Приведённый ознакомительный фрагмент книги Метро 2033: Свора предоставлен нашим книжным партнёром — компанией ЛитРес.
Купить и скачать полную версию книги в форматах FB2, ePub, MOBI, TXT, HTML, RTF и других
Глава 2. Кровь на мелу
Август 2033
Белгород, Крейда
В неполные восемь Саша вела себя, как годовалый младенец: бессвязно бормотала, пускала слюни, передвигалась ползком и орала по поводу и без. Всякий раз, когда покосившийся домишко сотрясался от рева и плача, Герман хватал сестру в охапку и нес матери на диван. Женщина, похожая на закутанную в тряпье мумию, укачивала ее, напевала колыбельную, и лишь тогда бедолага забывалась беспокойным сном.
Глядя на это, парень благодарил бога, что родился и вырос здоровым и сильным, а это в прекрасном новом мире — уже подвиг. Жизнь на Крейде — бесконечная гонка со смертью, и с каждым годом черный катафалк сталкивал в кювет все больше и больше машин. И если поначалу с пробега снимали старые, проржавевшие до дыр развалюхи, то ныне скелет за рулем подобрался в упор к лидерам заезда.
— Ты куда? — спросила мать, вздрогнув от скрежета засова.
— По делам, — буркнули с порога.
— Знаю я твои дела. Связался с этой шайкой… Запомни, мы живем на Крейде, но мы не крейдеры. И никогда ими не станем.
— Мой отец был крейдером! — в сердцах выпалил парень.
— И погиб из-за этого! За ним собрался? А о нас подумал? Что мы делать будем, если сгинешь?
— То же, что и сейчас. Гнить в помойке и подыхать от голода. Мне такого счастья не надо.
— Герман! Вернись сейчас же!
Он пяткой захлопнул дверь и вышел во двор. Накрытый целлофаном парник нуждался в срочном уходе, но подростка достало таскать воду и копаться в навозе. Пацаны с Завода такой чепухой не маются, для грязной работы есть «левые», и Герман спал и видел, как Капитан пожалует ему настоящий ствол, а кольщик набьет первую татуировку.

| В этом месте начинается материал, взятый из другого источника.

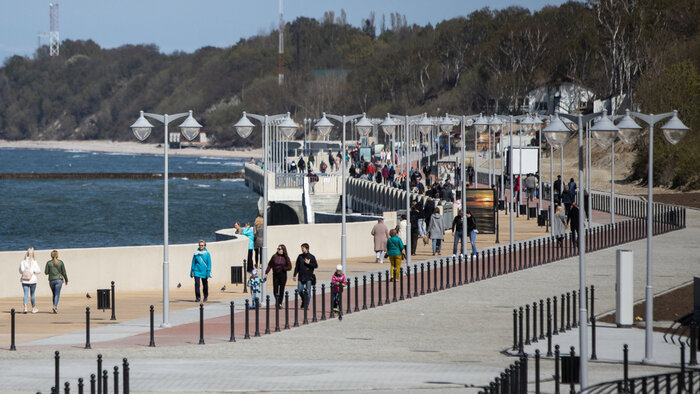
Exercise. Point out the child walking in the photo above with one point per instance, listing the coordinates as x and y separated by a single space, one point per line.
338 281
255 284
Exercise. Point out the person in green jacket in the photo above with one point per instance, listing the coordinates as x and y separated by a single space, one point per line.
57 277
395 249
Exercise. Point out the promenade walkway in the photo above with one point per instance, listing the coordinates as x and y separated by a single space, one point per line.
449 340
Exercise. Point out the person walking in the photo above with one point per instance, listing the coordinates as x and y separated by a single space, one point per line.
258 240
457 225
201 270
472 231
56 271
559 225
381 234
395 249
28 269
436 229
279 264
304 267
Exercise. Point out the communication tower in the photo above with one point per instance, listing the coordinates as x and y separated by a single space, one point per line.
54 43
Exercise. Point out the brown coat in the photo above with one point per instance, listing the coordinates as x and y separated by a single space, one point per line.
381 235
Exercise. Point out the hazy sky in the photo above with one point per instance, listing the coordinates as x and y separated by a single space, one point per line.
187 25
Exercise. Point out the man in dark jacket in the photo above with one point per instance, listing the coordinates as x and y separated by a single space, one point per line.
305 266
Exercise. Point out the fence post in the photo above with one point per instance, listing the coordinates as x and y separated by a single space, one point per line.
87 327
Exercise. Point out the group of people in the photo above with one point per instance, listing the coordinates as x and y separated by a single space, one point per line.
54 269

Попасть на Завод означало попасть в рай. Самогон рекой, жратвы навалом, охочие до ласк девки и реальные дела, а не мышиная возня. Да, могут убить: крейдеров в городе никто не жалует. Но с тем же успехом сдохнешь и в собственном доме — от голода, чудовища или вражеского налета. Или просто спьяну разобьешь башку об пол. Или даже по трезвяку — поскользнулся, упал, труп, мало ли таких случаев? Да и свои грохнут за милую душу, ведь у «левых» прав не больше, чем у рабов или крепостных крестьян: пока платишь оброк за крышу — не тронут, а если урожай погиб — считай, погиб и ты, так на кой хрен тогда трястись за свою жизнь, коль она что тут, что там и мокрой сиги не стоит. В жопу такие расклады. Лучше прожить год, как волк, чем сто лет — как баран.
Герман окинул снулым взглядом накрытую грязным целлофаном клеть и вытащил спрятанную в водосточном желобе дубинку — черенок от лопаты с ржавым набалдашником и оплетенной шнурком рукояткой. Это лучшее, что он мог себе позволить, ведь шмонать хаты «левым» нельзя, все высотки и промзоны вокруг Завода давно забиты и поделены, и если застукают с хабаром — кончат на месте, и радуйся, если кончат быстро.

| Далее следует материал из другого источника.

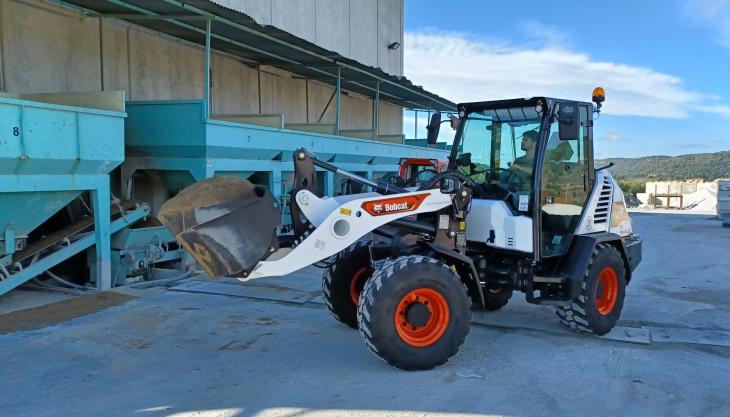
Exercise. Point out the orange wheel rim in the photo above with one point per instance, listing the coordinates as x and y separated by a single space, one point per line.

Вот и приходится рыться по помойкам и заброшкам, откуда все ценное двадцать лет назад еще вынесли — за два года до рождения славного мальчугана по имени Герман Гридасов. Радовало лишь то, что в наследство от отца досталось приличное барахло: обрез и патроны забрали в общак, а вот одежку оставили. Берцы, теплые джинсы, кожаную куртку и серую толстовку с капюшоном и вышитыми белым цифрами «31» — все заношенное и в заплатках, но у большинства соседей и такого не было. Пару раз особо борзые сверстники пытались отжать шмотки — тогда-то дубинка с набалдашником и пригодилась. Как известно, увесистая палка — лучшее лекарство от жадности.

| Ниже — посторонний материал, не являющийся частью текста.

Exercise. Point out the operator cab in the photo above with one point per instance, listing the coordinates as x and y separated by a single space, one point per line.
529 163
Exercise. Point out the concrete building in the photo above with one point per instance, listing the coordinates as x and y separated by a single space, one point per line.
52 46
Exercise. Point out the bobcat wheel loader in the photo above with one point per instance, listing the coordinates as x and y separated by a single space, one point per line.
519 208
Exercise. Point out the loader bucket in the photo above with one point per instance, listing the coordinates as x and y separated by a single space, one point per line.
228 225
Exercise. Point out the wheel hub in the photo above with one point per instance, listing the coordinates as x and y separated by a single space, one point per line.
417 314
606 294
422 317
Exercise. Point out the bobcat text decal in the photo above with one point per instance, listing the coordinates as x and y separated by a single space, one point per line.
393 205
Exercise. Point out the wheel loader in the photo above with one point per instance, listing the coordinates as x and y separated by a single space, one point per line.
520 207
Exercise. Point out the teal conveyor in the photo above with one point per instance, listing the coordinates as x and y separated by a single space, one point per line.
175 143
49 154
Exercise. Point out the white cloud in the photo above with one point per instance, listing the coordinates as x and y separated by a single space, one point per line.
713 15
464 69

Но плох тот отец, который оставил только вещи — лицом и телом Герман тоже пошел в предка: высокий, поджарый, с тяжелой челюстью и волчьим взглядом. Волосы, жаль, мамины — каштановые с рыжеватым отливом, вьющиеся и непослушные, даже будучи остриженными на полногтя. Но на этот «недостаток» мало кто обращал внимания, глядя на посеченную шрамами хмурую физиономию и свернутый зигзагом перебитый нос.
Но как же получилось, что сын авторитетного крейдера прозябал на задворках среди «левых»? Во-первых, свадьбу никто не играл и штампов в паспорте не ставил, а для пацанов с Завода люди — тот же хабар: смог — взял, не смог — пришел попозже с братвой и волынами. Но у Родиона Гридасова по кличке Нюхач с матерью Германа все сложилось иначе, по крайней мере, сын ни разу не слышал плохого слова об отце. Он подолгу пропадал на ходках в город, но всегда возвращался с подарками и тратил преступно много времени на семью, рискуя нарваться на непонятки со стороны подельников, у которых постоянные отношения считались непозволительными.
Особенно отец любил возиться с мальчишкой и души не чаял в Сашке, несмотря на ее недуг, проявившийся уже в раннем возрасте. Не очень-то похоже на поведение типичного крейдера, ведь на родню легко надавить, она — якорь, что мешает по первому требованию сорваться в опасное плавание. Родня — это берег, и чем дальше от него, тем сильнее хочется вернуться, а правильный босяк должен быть свободен, как ветер, и верен только главарю. Но Родион считался лучшим добытчиком и превосходным бойцом, поэтому ему многое сходило с рук. Почти все, кроме одного — слава и уважение росли слишком быстро, и тень от них неумолимо подбиралась к незыблемому авторитету Капитана, чего хитрый и предусмотрительный вожак допустить никак не мог. Скорее всего, из-за этого шайку Нюхача и отправили в самоубийственный налет на блокпост шуховцев. Возможно, дело было в ином, но при любом раскладе Герман считал главной целью попасть на Завод — не ради правды, но ради семьи, которая не заслужила позорного, рабского существования.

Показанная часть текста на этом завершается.